А теперь вот что. Теперь снова смешайте шесть кубиков, закройте глаза и, не открывая их, попробуйте сложить снова слово КАУЧУК.
Вы скажете — невозможно. Почему же? Все шесть необходимых букв у вас есть; вы знаете, что каждый кубик — это одна буква. Вот и пробуйте: сложите, как придется, а потом откройте глаза и посмотрите, есть ли какой-нибудь смысл в полученном слове. Если нет, снова смешайте и снова попробуйте. Когда-нибудь вы угадаете. Только не забудьте посмотреть на часы: сколько это займет времени. (Я-то знаю, сколько; поэтому лучше всего займитесь этим в воскресенье.)
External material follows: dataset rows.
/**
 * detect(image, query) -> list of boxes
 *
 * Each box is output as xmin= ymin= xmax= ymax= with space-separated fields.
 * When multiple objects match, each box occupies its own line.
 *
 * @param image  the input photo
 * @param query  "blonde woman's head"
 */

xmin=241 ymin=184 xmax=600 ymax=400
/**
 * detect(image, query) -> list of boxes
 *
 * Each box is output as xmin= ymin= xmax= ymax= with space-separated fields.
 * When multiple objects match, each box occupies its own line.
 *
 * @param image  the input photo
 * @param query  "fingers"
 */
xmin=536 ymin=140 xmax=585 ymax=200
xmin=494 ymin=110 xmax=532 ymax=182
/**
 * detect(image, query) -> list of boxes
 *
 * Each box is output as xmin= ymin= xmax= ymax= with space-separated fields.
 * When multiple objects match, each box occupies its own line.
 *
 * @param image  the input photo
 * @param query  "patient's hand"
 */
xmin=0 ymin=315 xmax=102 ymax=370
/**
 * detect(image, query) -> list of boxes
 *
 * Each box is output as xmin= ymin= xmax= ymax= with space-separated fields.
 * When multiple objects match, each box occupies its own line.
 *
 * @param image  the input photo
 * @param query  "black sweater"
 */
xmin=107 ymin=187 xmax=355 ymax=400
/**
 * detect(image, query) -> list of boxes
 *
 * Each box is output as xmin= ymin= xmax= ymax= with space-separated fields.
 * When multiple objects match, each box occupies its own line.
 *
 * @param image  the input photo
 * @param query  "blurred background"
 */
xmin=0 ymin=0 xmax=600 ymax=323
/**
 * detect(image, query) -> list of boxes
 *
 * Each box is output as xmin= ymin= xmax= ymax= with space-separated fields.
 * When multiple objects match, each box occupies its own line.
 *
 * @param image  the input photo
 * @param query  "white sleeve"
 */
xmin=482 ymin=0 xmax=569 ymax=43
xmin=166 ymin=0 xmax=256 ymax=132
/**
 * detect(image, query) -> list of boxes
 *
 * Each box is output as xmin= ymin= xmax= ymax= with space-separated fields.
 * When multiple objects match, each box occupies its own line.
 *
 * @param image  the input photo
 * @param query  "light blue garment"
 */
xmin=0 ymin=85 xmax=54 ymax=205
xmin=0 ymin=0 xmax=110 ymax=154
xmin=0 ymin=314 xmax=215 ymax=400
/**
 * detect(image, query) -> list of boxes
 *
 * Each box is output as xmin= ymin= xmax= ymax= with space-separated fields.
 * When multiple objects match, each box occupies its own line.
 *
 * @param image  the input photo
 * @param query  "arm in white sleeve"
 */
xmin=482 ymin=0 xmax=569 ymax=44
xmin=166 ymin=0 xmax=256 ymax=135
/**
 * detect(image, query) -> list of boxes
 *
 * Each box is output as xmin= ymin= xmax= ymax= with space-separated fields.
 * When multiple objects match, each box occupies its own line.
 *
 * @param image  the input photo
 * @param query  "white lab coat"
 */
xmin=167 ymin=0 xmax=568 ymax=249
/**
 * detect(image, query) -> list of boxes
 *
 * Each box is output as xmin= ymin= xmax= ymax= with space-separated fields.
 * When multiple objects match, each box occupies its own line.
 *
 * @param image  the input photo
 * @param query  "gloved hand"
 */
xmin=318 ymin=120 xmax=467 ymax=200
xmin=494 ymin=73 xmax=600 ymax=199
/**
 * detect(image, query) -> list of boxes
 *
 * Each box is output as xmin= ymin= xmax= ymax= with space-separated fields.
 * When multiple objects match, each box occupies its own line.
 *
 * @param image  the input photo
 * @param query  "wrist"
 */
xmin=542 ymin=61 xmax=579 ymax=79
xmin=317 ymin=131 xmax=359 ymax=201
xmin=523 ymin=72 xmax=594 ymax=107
И вот когда вы, наконец, угадаете и сложите нужное слово, и когда вы вычтете из затраченных часов те несколько секунд, которые ушли у вас на складывание слова в первый раз, вы поверите мне, что теория строения буквально открыла химикам глаза на то, что они делают. И еще вы поймете, как много дал органической химии вообще и науке о каучуках в частности Александр Михайлович Бутлеров — замечательный цветовод, пчеловод и, кроме этого, — как и угадал нечаянно его воспитатель, — великий химик.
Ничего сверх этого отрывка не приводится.